GEO Satellite Orders Picking up Pace after a Shaky 2017-18

Airbus, Boeing, and Thales Alenia Space have all introduced small geostationary satellites that weigh between 2,000 to 3,000 kilograms to emphasize lightweight design and re-programmability

Fremont, CA: In 2017 and 2018 combined, satellite manufacturers received orders for just 14 GEO satellites, a statistic that worried a lot of manufacturers. Since then, the figure has gone up significantly, with manufacturers receiving 15 orders for geostationary communications satellites and two military comsats in 2019 alone. While the number may be double what was achieved in each of the two previous years, the turnaround has a lot to do with the improved range of spacecraft as well.

The satellites that have been booked in 2019 are spread across a wide range, from the 350 kilograms small GEO satellite ordered by Astranis in January to the heavyweight 6,500 kilograms very high-throughput ViaSat-3 Asia-Pacific satellite booked by Boeing. Airbus Defense and Space received an order from Inmarsat to build three small GEO satellites, weighing approximately 3,000 kilograms each, for the company's new OneSat platform.
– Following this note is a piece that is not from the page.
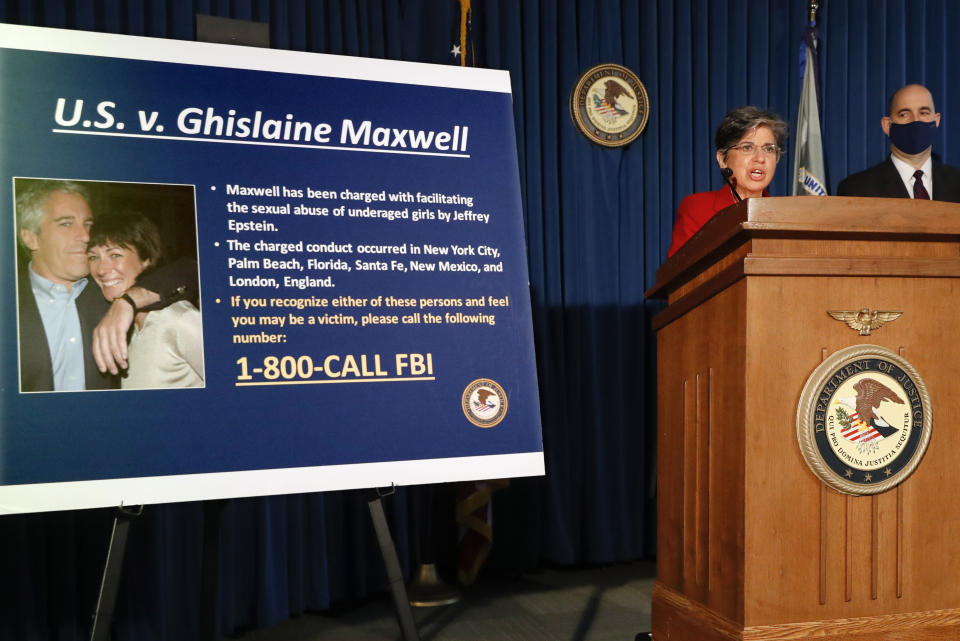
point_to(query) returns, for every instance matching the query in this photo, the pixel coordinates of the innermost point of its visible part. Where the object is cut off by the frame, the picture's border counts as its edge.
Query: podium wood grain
(750, 544)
The satellites have been designed to be small enough to launch all three on a single heavy-lift rocket like the Ariane 64.

“There’s a tremendous range in satellite size and price,” said Pascal Homsy, executive vice president of Thales Alenia Space’s telecommunications business line. “The number of satellites is an easy metric, but one that’s becoming obsolete.” Airbus, Boeing, and Thales Alenia Space have all introduced small geostationary satellites that weigh between 2,000 to 3,000 kilograms to emphasize lightweight design and re-programmability. Newly founded Saturn Satellite Networks and China Great Wall Industry Corporation have unveiled smaller geostationary satellites that weigh around 1,000 kilograms. Meanwhile, aerospace startup Astranis has joined Tyvak in building a much smaller geostationary satellite weighing a mere 250-350 kilograms.

The satellites ordered in 2019 are reflective of the diverse spacecraft offerings available today. Startup manufacturer Astranis received the first order for the year from Pacific Dataport for a small GEO satellite. Astranis will operate the satellite for the company that intends to lease the capacity to provide internet in Alaska. Airbus received orders for six GEO satellites n 2019, three for Inmarsat, one for Measat, and two satellites it will build as the lead partner with Thales Alenia Space for Hisdesat.